The outlier followed a flock of blue jays and made similar calls. But it also produced the clicks and rattling vocalisations of a green jay.
Blue jays and green jays last shared a common ancestor some seven million years ago.
A hybrid was documented in the 1960s, but under captive conditions. That bird sits in a museum drawer in Texas, frozen in time.
The ranges of blue jays and green jays have overlapped as a result of climate change and suburban sprawl, researchers have discovered.
PHOTO: BRIAN STOKES/UNIVERSITY OF TEXAS
This one, alive and banded, continues to haunt local backyards.
Professor Gavin Leighton, who teaches biology at Buffalo State University in Western New York who has researched trends in hybridisation among wild birds, described it as “a biological curveball”.
“Both of these jay species form long-term social bonds with a mate,” he told CNN. “We would expect them to be pretty choosy about who they form these pair bonds with.”

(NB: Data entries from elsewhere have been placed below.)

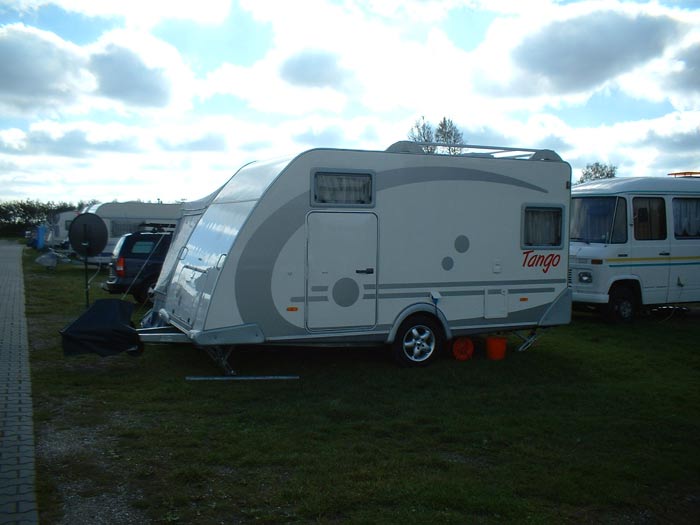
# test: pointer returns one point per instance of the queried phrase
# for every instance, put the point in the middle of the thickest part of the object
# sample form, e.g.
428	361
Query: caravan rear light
119	267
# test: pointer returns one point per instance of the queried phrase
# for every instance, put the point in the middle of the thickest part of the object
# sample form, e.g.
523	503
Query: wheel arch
419	308
632	284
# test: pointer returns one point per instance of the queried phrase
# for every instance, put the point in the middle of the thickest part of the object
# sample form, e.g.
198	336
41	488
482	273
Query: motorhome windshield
599	220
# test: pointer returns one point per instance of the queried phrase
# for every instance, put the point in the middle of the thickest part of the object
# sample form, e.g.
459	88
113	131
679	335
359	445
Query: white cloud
139	14
39	71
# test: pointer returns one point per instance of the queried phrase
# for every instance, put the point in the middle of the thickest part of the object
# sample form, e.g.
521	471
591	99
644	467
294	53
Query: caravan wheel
418	342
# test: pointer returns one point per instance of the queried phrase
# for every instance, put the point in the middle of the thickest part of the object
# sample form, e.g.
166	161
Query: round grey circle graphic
462	243
346	292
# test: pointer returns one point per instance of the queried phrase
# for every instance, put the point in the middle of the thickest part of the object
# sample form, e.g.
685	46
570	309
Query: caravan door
341	271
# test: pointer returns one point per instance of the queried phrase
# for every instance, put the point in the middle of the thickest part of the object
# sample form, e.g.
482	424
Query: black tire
143	294
419	341
622	306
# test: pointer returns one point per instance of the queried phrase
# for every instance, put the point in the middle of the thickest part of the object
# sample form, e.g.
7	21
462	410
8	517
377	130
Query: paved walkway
17	474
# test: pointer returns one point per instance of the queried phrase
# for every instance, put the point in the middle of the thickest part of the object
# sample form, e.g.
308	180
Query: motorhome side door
650	249
341	270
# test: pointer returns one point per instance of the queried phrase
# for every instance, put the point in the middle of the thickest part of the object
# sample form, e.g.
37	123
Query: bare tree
447	133
597	171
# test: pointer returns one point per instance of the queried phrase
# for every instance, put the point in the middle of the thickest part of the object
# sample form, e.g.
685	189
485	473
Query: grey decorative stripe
531	290
462	293
403	286
401	176
414	295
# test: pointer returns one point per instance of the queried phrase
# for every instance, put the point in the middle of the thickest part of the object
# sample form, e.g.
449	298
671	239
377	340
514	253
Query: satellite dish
88	234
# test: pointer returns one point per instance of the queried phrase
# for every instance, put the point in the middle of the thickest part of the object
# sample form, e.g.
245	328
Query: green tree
597	171
448	133
422	131
17	216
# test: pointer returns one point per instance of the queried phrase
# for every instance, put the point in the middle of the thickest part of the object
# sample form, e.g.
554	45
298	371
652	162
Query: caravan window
686	218
354	189
649	218
542	227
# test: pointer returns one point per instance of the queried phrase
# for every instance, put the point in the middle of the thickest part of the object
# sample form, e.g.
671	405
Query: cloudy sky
142	99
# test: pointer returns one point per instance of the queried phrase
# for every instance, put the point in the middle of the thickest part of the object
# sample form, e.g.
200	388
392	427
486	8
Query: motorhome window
343	188
686	218
542	227
599	220
123	227
142	247
649	218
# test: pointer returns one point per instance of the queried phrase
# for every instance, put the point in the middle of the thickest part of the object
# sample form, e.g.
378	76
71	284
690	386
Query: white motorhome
341	246
635	241
132	216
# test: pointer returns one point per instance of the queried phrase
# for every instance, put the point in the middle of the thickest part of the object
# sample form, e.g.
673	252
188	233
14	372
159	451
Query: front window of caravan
354	189
599	220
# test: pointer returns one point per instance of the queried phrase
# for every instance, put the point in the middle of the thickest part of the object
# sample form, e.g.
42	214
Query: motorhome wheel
418	342
144	293
621	305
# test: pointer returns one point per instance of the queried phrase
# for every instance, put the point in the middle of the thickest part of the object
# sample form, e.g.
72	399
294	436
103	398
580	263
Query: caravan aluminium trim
635	241
343	246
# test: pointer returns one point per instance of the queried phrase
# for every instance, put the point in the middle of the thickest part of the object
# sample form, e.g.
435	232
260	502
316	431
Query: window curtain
542	227
686	218
336	188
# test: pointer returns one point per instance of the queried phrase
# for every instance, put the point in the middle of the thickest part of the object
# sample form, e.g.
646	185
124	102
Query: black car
136	263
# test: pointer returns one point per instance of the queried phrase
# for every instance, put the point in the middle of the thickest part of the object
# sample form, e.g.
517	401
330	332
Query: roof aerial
685	174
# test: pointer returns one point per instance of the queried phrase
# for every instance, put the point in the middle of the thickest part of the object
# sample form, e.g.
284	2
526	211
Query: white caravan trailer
635	241
132	216
192	211
59	227
346	247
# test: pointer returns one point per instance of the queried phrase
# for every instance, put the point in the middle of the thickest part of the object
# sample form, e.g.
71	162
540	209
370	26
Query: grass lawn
594	424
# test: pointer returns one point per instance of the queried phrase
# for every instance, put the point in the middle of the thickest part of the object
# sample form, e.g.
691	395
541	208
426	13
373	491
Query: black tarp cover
105	329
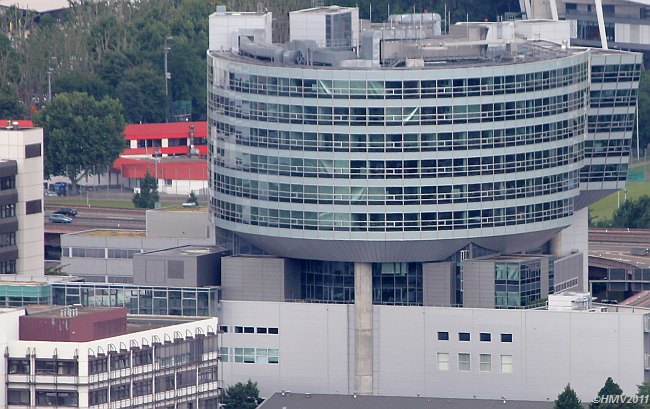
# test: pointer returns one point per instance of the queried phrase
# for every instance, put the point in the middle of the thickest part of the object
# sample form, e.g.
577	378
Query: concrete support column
601	23
363	328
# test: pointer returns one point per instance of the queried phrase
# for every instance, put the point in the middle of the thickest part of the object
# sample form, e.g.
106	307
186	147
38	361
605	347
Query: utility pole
50	70
168	75
49	84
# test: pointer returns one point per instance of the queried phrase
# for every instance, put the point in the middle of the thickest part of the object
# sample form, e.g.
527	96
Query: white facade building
25	147
436	352
153	364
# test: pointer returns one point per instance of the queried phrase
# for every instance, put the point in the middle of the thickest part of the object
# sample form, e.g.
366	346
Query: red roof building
22	123
168	139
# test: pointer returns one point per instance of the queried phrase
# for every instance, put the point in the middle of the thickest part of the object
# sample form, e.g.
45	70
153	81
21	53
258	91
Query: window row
397	116
178	353
100	253
611	123
397	195
565	285
466	336
7	182
238	329
464	362
408	89
249	355
162	383
8	267
607	147
400	142
615	72
603	173
400	169
7	239
428	221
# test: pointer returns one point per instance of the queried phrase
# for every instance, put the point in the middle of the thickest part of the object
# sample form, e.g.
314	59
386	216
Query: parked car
59	218
66	211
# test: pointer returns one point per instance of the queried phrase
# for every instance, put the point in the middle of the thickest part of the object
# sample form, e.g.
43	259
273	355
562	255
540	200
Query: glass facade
611	121
517	284
332	281
373	155
21	295
147	300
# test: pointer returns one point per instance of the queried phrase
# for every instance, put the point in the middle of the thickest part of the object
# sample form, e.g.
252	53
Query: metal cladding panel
393	251
87	326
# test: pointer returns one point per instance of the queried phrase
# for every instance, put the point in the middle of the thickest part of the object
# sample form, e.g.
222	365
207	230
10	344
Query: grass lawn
604	208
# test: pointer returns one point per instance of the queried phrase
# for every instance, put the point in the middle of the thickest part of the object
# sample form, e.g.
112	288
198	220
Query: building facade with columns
404	167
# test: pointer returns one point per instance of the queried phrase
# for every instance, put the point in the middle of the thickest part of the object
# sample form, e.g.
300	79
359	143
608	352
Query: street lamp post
49	84
166	49
50	70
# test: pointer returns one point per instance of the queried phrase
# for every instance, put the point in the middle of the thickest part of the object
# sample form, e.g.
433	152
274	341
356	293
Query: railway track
103	217
623	237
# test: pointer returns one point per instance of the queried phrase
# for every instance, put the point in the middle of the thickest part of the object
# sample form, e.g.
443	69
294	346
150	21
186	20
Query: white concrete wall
549	349
223	26
307	26
29	184
312	343
9	323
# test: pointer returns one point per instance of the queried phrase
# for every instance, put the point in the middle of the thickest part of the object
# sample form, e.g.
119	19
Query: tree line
114	48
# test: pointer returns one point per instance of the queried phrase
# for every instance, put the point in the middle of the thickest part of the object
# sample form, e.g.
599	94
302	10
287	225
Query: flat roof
323	10
110	233
54	311
200	209
292	400
190	250
525	52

Perhaps, Prof Leighton speculated, it was the end of breeding season and the birds were under pressure.
“If they aren’t having good luck finding an individual in their own species that is also without a mate, then maybe there’s a higher risk of making a mistake,” he said.
Whether more hybrids appear is an open question. For now, the bird remains an anomaly, half of one world, half of another.
So what do you get when you cross a blue jay with a green jay?
It may be that the future is improvised, uneasy, and already perched on the fence outside your window.